Al tomar el desvío, la imponente estructura de la terminal apareció ante mis ojos. Había leído sobre su diseño, pero ver en persona esos enormes pilares en forma de «Y» y su extensa cubierta moderna, que contrasta tan bien con el verde intenso de los montes compostelanos que la rodean, fue una grata sorpresa. Dejar el coche fue sencillo, sin el agobio paralizante de los macro-aeropuertos internacionales, pero con la clara sensación de estar pisando un punto neurálgico, una de las puertas principales de nuestra tierra al mundo.

Lo que más me impactó al cruzar las puertas automáticas fue, sin duda, la atmósfera. A diferencia de otras infraestructuras donde reinan los trajes de chaqueta, los maletines rígidos y el sonido de tacones apresurados, Lavacolla tiene un alma inconfundible. El amplio vestíbulo estaba salpicado de mochilas enormes, botas de montaña marcadas por el barro y conchas de vieira atadas a las cremalleras. Era el punto final de innumerables Caminos de Santiago. Se respiraba una mezcla de cansancio físico extremo y una alegría emocional contagiosa. Ver a grupos de peregrinos de distintas nacionalidades abrazándose y despidiéndose tras haber compartido tantos kilómetros a pie le otorgaba al edificio una calidez humana casi imposible de encontrar en otra pista de despegue.

Los trámites de facturación y el paso por los arcos de seguridad fluyeron con la tranquilidad propia de quien sabe hacer las cosas sin estridencias. Una vez en la zona de embarque, busqué un rincón tranquilo frente a las inmensas cristaleras.

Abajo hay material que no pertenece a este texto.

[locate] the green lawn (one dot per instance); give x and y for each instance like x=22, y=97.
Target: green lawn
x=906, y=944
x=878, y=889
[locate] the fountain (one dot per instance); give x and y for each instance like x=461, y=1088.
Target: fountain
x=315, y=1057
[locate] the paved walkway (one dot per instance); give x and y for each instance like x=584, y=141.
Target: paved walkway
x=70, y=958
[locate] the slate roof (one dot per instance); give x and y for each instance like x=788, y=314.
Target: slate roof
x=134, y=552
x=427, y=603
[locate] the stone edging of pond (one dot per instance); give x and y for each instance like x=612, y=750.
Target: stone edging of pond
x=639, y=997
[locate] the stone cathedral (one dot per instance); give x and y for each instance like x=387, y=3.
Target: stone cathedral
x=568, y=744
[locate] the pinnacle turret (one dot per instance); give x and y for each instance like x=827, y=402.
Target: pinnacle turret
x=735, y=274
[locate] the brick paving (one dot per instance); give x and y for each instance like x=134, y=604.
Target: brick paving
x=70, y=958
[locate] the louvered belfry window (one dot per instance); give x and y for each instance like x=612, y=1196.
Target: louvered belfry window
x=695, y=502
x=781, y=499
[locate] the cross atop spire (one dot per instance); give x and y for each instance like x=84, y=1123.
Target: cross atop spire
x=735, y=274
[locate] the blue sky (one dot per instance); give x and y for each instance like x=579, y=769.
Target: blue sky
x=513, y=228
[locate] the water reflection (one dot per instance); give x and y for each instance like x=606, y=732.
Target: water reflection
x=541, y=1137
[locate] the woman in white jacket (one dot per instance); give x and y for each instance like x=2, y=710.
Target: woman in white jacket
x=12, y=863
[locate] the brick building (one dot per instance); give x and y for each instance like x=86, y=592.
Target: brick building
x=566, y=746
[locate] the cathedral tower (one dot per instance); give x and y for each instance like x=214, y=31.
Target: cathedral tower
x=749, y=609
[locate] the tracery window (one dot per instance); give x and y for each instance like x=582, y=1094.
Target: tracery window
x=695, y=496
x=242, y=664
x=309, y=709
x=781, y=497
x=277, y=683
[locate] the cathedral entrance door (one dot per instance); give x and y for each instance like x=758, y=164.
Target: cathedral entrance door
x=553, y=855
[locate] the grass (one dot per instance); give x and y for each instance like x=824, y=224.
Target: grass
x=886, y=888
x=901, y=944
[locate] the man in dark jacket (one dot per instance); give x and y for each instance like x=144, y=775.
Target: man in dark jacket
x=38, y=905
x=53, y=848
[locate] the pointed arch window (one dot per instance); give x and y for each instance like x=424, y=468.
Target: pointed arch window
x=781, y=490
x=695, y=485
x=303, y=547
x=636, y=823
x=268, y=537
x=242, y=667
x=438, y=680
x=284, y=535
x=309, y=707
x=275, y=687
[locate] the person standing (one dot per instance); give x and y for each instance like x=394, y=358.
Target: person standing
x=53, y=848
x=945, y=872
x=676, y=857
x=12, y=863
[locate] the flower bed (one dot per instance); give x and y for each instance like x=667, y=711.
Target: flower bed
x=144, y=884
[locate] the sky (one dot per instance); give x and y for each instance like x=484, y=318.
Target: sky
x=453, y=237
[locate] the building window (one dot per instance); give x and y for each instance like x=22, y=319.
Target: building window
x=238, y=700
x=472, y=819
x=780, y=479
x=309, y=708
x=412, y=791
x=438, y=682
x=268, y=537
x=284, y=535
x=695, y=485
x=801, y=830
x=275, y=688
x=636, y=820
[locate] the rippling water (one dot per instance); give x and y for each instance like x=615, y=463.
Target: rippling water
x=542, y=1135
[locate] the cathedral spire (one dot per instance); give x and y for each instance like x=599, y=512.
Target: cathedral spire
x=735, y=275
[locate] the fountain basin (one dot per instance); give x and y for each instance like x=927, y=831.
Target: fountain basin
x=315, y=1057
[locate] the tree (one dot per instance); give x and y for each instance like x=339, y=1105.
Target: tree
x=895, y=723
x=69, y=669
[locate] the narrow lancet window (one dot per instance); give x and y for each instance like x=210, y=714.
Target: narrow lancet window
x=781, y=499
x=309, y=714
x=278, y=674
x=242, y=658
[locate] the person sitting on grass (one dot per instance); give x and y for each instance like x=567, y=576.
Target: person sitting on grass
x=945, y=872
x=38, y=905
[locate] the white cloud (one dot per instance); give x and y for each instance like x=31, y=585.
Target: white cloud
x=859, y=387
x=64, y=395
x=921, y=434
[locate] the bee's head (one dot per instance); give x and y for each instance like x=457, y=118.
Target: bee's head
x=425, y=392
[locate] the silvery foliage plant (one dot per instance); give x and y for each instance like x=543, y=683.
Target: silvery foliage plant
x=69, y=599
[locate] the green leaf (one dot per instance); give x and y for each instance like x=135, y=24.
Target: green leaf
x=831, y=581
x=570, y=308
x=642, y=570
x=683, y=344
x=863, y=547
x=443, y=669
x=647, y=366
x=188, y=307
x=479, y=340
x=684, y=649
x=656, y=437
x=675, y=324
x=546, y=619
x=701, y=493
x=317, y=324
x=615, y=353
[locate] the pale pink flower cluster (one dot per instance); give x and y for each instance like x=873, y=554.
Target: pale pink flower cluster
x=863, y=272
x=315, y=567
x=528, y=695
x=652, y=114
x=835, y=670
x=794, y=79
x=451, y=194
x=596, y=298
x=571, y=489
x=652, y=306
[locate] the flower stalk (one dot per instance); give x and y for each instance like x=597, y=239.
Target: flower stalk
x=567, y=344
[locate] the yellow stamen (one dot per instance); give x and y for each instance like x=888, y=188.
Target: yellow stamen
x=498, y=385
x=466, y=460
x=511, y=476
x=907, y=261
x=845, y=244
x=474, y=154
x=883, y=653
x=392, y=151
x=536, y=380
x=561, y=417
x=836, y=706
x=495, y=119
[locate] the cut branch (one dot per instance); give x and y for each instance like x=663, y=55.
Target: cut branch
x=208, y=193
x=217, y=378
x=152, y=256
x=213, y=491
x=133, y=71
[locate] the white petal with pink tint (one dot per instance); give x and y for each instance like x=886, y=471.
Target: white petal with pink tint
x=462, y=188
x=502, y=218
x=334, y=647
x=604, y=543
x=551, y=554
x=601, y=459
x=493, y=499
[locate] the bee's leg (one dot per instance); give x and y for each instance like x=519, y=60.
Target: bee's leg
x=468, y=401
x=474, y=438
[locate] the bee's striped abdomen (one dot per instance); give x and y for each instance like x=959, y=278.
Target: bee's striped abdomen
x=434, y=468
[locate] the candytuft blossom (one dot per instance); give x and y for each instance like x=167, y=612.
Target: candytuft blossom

Con un buen café en las manos, me dediqué a observar la plataforma. A lo lejos, las aeronaves parecían posarse literalmente sobre un horizonte boscoso. Ese contraste visual entre el rigor del asfalto, la alta tecnología de la aviación comercial y la profunda raíz rural del entorno me pareció francamente hipnótico.

Cuando por fin mi vuelo asomó en las pantallas y llamaron por megafonía, me levanté con una inesperada sensación de pertenencia. Mi primera experiencia en Lavacolla me enseñó que un aeropuerto no tiene por qué ser un simple espacio de tránsito frío y despersonalizado. Aquí, entre el eco de mil acentos distintos y las vistas a nuestros montes, sientes que la esencia de Galicia te arropa hasta el mismo instante en que pones un pie en la escalerilla del avión. Supe entonces que este sería, sin duda, el primero de muchos despegues.